I imagined that the tortoise must be someone's pet and that someone was, no doubt, looking for him. I determined to care for the tortoise until his owner came to claim him. I could not, however, continue to call the tortoise using pronouns, and I decided to name him Terrance—at least for his tenure in my care.

As I went about my day, Terrance followed me about the office—slowly. I had the remnants of a salad left over from the previous week. It had no dressing on it and was still relatively fresh. I placed the salad on a paper plate and offered it to Terrance. He ate greedily. I filled a plastic bowl with spring water from the water cooler and placed it beside the salad. Terrance ate and drank without stopping. When the salad and water were gone, Terrance crept to a corner of the office and appeared to nap.

A few hours later, I felt a nudging against my left foot. I looked down and saw Terrance. He was apparently hungry and thirsty once again—due, no doubt, to a great extent because he had once again nearly doubled in size! Terrance needed more food, and there was none at my office. I backed my Nitro R/T up to the rear of my office and opened the rear gate. With considerable effort, I hoisted Terrance and placed him inside the vehicle. He only barely fit! I locked my office and took Terrance to my house. At the house, I placed Terrance on the rear lawn. There, he would have plenty of grass upon which to feed. I took a stainless-steel bowl from the kitchen, filled it with spring water, and placed it in the shade at the rear of the house. Terrance ceased eating grass and strutted to the water. He drank thirstily. Once again, he had very nearly doubled in size since our journey to the house. I estimated him at 5 feet in circumference and well over 150 pounds!

I left Terrance and walked to the house. I called the local news services and informed them of Terrance and his mysterious growth cycles, and I said that I intended to tend to his needs until his rightful owner came to claim him.

I returned to the rear yard to check on Terrance. Once again, he had doubled in size. Soon, he would be too large for the yard! In preparation for his next growth spurt, I led Terrance down the alley and across the street, to a large field near my house. There, Terrance would have sufficient grass upon which to feed and sufficient water to drink, there being a small creek running through the field.

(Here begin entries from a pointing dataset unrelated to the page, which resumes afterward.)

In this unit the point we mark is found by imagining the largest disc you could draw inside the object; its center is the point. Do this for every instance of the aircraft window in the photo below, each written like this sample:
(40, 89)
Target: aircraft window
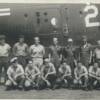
(37, 14)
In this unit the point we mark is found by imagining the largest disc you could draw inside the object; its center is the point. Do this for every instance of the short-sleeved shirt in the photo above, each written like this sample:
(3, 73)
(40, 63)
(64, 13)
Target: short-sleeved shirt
(37, 51)
(80, 71)
(31, 72)
(20, 50)
(46, 69)
(4, 50)
(13, 72)
(65, 69)
(93, 71)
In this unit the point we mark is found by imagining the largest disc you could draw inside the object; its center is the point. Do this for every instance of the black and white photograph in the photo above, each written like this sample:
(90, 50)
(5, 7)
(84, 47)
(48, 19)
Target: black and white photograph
(50, 49)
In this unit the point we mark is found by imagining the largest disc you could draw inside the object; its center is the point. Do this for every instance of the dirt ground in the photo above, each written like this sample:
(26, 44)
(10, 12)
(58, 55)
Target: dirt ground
(50, 94)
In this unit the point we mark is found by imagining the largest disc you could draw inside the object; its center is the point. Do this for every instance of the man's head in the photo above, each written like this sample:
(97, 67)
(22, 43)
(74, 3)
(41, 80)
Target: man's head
(14, 62)
(30, 64)
(70, 41)
(98, 42)
(2, 39)
(55, 41)
(37, 40)
(21, 38)
(84, 39)
(46, 61)
(95, 65)
(79, 64)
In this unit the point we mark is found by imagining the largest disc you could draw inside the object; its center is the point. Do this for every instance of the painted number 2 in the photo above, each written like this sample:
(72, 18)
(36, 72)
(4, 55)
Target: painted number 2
(90, 16)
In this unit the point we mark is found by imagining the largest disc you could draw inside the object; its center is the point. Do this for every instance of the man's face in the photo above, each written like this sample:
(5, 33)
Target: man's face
(79, 64)
(55, 41)
(36, 40)
(21, 40)
(95, 65)
(2, 41)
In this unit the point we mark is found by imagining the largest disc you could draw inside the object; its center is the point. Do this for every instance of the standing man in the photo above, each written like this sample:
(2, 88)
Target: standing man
(15, 75)
(94, 76)
(4, 55)
(37, 52)
(64, 76)
(85, 54)
(20, 50)
(55, 53)
(69, 55)
(48, 75)
(96, 53)
(81, 75)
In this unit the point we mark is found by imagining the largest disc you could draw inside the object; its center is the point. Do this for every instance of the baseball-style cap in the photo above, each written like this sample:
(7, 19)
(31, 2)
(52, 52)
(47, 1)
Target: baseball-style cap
(2, 37)
(13, 60)
(70, 40)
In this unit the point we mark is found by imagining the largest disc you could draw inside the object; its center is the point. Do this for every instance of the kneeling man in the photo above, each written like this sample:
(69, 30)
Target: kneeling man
(81, 75)
(64, 76)
(15, 75)
(48, 75)
(31, 72)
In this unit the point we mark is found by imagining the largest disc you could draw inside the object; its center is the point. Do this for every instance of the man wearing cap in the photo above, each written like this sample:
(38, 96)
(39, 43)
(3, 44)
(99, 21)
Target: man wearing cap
(15, 75)
(55, 53)
(85, 53)
(4, 55)
(31, 73)
(96, 53)
(81, 76)
(37, 52)
(48, 75)
(69, 55)
(20, 50)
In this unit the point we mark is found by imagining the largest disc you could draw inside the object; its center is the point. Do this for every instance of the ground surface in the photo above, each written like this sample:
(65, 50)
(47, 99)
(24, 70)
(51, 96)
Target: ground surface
(50, 94)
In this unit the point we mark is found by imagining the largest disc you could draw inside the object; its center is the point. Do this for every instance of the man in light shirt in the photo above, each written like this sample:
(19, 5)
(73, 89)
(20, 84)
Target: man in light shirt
(20, 50)
(94, 76)
(5, 50)
(15, 75)
(81, 76)
(65, 75)
(37, 52)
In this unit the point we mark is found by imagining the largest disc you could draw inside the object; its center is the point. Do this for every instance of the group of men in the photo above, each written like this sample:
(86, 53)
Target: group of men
(27, 67)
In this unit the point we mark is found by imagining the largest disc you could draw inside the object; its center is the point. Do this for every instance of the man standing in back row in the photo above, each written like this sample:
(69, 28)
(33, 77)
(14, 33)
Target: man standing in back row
(4, 55)
(20, 50)
(37, 52)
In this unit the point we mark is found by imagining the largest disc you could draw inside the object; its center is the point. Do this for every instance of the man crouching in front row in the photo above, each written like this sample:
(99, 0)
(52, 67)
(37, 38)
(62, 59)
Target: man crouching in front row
(15, 75)
(81, 76)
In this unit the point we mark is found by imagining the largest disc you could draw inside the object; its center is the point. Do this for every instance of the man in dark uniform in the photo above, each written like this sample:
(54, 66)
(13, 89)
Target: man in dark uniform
(69, 55)
(85, 54)
(55, 53)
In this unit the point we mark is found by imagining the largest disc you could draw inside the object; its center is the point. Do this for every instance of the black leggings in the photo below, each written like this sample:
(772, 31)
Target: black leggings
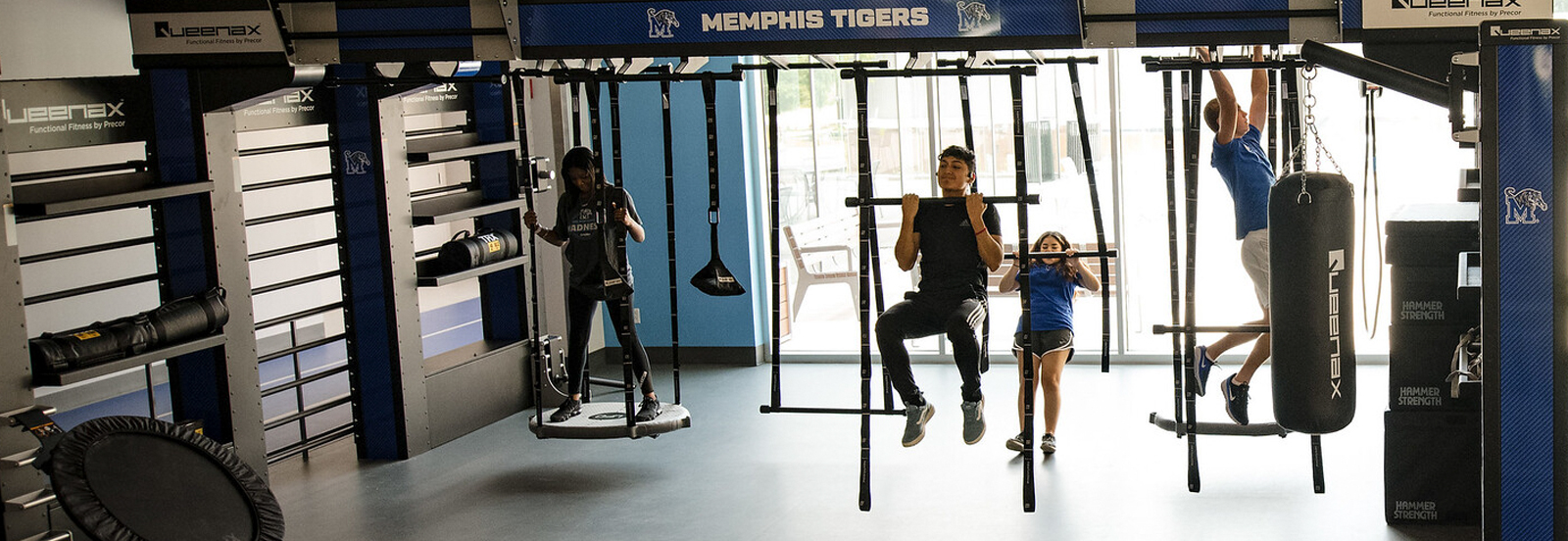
(579, 320)
(925, 316)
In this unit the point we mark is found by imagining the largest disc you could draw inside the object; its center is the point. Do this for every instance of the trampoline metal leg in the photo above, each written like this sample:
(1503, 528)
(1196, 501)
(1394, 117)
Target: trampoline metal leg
(1317, 465)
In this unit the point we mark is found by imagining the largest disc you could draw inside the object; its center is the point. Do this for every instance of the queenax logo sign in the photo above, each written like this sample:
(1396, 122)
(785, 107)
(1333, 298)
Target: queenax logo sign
(1337, 264)
(1497, 31)
(54, 114)
(662, 24)
(162, 28)
(1454, 4)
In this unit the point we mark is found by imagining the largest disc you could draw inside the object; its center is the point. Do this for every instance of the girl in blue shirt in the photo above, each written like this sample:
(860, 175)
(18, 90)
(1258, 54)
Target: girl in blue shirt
(1050, 286)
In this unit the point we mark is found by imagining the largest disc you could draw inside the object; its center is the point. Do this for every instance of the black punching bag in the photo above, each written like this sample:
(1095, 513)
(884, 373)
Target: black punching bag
(1311, 239)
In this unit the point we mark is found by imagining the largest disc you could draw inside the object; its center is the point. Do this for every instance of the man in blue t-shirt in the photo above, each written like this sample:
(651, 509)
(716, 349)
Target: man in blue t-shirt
(1244, 165)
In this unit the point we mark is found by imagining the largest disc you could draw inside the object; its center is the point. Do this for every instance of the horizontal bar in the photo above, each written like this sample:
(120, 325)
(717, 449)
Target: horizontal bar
(302, 347)
(302, 314)
(86, 250)
(336, 82)
(294, 250)
(1023, 62)
(133, 165)
(314, 410)
(430, 192)
(287, 182)
(1109, 253)
(899, 201)
(1165, 63)
(608, 383)
(1211, 16)
(1377, 73)
(847, 65)
(289, 216)
(282, 148)
(938, 71)
(1219, 428)
(394, 33)
(582, 75)
(91, 289)
(847, 412)
(1215, 328)
(292, 282)
(311, 443)
(305, 381)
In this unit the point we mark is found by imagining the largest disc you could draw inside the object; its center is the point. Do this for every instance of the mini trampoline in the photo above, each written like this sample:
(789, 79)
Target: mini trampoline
(130, 478)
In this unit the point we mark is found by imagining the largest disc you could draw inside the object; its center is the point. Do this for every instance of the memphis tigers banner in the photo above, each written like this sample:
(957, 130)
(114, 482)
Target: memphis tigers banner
(791, 21)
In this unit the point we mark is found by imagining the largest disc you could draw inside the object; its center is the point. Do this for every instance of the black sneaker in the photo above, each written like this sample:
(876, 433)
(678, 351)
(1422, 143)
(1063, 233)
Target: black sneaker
(650, 410)
(1018, 443)
(1236, 400)
(568, 410)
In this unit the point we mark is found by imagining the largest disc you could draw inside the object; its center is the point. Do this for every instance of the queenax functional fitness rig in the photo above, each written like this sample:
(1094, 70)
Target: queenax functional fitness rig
(1521, 83)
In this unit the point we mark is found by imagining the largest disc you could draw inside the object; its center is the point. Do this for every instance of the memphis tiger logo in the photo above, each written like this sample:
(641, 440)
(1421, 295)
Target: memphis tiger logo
(1523, 206)
(971, 15)
(662, 23)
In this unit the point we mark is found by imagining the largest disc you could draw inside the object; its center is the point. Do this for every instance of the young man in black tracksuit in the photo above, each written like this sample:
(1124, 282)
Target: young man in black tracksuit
(956, 245)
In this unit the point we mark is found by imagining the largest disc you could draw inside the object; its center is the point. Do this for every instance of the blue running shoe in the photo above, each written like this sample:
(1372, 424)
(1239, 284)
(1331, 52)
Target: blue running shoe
(1200, 369)
(1236, 400)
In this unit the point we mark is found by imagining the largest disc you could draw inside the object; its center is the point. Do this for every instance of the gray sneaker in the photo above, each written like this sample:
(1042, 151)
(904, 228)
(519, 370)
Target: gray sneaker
(914, 422)
(974, 420)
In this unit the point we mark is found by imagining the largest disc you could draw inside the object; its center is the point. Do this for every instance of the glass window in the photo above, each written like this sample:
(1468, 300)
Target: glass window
(911, 120)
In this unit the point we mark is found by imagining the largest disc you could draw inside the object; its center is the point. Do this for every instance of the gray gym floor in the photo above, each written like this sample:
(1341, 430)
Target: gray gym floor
(737, 474)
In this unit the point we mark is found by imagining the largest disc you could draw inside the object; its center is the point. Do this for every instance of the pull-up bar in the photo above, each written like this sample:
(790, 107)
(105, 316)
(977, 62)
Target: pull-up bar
(1165, 63)
(1105, 253)
(938, 71)
(899, 201)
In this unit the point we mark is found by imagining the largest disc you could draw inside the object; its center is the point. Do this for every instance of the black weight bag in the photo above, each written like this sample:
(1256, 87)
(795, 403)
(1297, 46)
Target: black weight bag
(188, 318)
(90, 345)
(483, 247)
(1311, 235)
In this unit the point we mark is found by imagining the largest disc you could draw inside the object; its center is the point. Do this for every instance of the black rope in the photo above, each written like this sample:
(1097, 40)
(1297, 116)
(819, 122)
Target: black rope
(1374, 203)
(1027, 363)
(577, 115)
(773, 231)
(1175, 256)
(670, 221)
(1194, 114)
(619, 255)
(525, 167)
(867, 221)
(1100, 223)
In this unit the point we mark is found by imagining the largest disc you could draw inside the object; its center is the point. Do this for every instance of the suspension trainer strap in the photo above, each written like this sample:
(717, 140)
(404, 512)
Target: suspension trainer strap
(1374, 203)
(525, 176)
(619, 253)
(1100, 223)
(862, 132)
(1021, 185)
(773, 231)
(1170, 221)
(1192, 137)
(577, 114)
(593, 118)
(670, 223)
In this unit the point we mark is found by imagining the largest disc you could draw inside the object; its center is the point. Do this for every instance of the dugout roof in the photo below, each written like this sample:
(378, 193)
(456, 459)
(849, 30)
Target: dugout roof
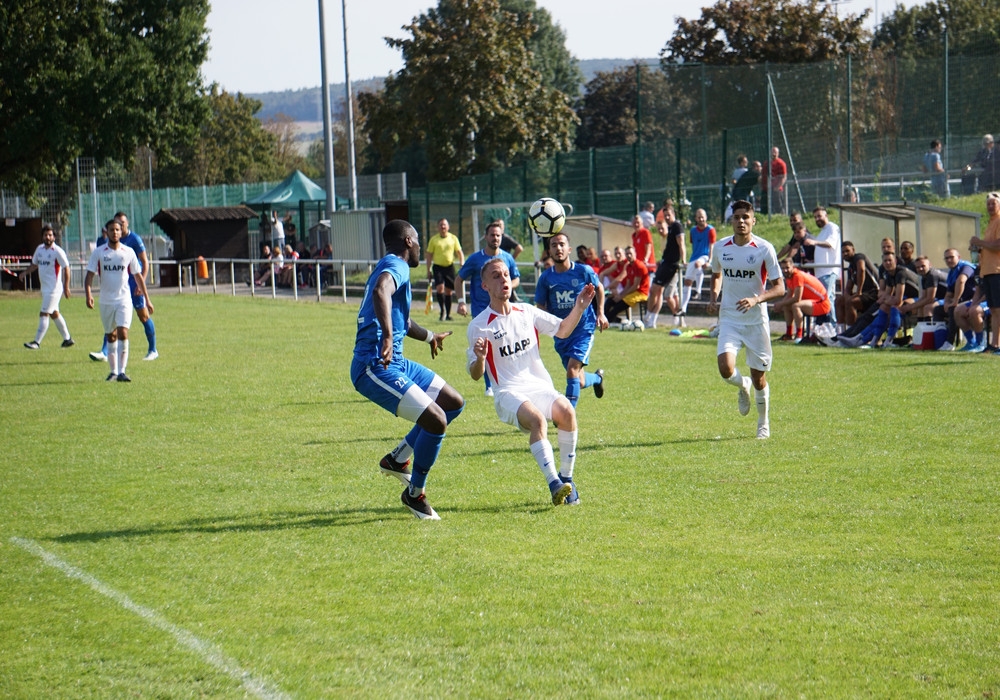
(932, 229)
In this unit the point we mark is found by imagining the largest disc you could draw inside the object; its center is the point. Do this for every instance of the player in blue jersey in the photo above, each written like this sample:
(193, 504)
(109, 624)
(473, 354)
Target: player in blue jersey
(381, 374)
(142, 310)
(556, 292)
(470, 273)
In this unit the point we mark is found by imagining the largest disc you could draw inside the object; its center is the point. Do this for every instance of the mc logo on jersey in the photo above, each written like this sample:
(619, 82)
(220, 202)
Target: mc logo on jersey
(518, 346)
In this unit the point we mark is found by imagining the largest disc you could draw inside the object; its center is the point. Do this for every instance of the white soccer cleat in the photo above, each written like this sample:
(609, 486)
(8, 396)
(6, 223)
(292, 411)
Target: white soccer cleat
(744, 397)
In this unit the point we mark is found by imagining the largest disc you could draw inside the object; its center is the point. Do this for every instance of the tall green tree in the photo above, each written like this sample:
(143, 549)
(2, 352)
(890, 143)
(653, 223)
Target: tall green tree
(231, 146)
(776, 31)
(467, 95)
(96, 78)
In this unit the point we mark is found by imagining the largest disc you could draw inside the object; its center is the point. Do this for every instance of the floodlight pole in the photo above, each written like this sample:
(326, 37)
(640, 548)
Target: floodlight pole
(352, 175)
(331, 195)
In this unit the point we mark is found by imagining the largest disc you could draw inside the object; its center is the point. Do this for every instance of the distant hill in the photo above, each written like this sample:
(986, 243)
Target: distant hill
(303, 105)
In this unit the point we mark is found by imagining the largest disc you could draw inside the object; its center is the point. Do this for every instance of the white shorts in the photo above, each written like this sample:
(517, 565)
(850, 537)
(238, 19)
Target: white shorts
(508, 401)
(756, 337)
(692, 270)
(116, 316)
(50, 300)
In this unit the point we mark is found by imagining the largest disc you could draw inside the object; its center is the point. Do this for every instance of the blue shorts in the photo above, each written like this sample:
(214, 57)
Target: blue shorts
(575, 347)
(385, 386)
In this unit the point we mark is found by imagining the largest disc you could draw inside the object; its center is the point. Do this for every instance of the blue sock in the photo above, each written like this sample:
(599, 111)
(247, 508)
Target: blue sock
(573, 390)
(876, 328)
(425, 453)
(150, 333)
(895, 321)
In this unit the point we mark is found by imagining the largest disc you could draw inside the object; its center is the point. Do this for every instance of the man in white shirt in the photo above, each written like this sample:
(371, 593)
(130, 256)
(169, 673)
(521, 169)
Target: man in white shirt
(826, 256)
(115, 263)
(503, 344)
(53, 273)
(742, 264)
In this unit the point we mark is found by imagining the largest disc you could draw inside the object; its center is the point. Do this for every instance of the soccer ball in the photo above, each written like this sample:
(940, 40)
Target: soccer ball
(546, 217)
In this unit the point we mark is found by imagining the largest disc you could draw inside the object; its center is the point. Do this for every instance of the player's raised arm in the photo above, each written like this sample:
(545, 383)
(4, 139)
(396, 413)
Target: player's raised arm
(583, 300)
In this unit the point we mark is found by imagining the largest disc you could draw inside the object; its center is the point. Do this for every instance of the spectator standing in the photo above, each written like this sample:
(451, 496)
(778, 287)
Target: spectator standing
(827, 254)
(667, 278)
(988, 247)
(935, 166)
(53, 274)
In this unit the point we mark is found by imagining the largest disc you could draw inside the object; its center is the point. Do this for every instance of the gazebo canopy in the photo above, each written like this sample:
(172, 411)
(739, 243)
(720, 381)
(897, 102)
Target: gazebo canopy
(294, 189)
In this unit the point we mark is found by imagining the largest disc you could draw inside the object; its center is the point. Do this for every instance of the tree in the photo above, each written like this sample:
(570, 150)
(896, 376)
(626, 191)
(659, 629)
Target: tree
(467, 94)
(232, 146)
(608, 111)
(96, 78)
(777, 31)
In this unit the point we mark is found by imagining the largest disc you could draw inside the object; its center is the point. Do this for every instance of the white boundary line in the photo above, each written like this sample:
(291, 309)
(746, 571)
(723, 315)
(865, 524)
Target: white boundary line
(209, 652)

Suddenly, the street was filled with vehicles bearing the logos of news media, and the sky was filled with helicopters that were similarly identified. One of the helicopters—bearing the logo of the Fox News Channel—landed near me, where I stood, watching over Terrance. From the helicopter, Laurie Dhue appeared, with camera crew in tow. Laurie began interviewing me. She showed great interest in the story and considerable concern for Terrance—who doubled in size during the interview!

An enormous helicopter—bearing the insignia of PETA—hovered over us and landed nearby. A spokesperson appeared and confronted me, saying that I had no right whatever to “the creature,” as she called Terrance, and that she would now see that “the best interests of the creature” were served! Laurie Dhue was visibly disturbed, and I loudly protested the removal of Terrance from my care. Armed guards from the PETA helicopter appeared, and a team carrying a large stainless-steel cage accompanied them. All appeared to be lost!

Laurie Dhue whispered to me, “You should not give up hope. I am going to make a call. Please trust me. All will be well.” I took solace from her words, yet I feared the worst. The men with the cage were descending upon Terrance!

Suddenly, a S.W.A.T. team from the local police department appeared and forced the PETA personnel away from Terrance. The S.W.A.T. team leader held forth a court order, signed by a local judge, that gave temporary custody of Terrance to me. The PETA spokesperson argued that a local judge had no say in the matter and that she would soon have this court order rescinded. I felt saddened by what seemed to be a harsh reality.

Suddenly, another helicopter appeared and landed. Governor Arnold Schwarzenegger appeared, followed by a large contingent from the California National Guard. The Governor posed with me and Terrance, the media photographers converged and greedily photographed us, and the crowd that had gathered cheered loudly.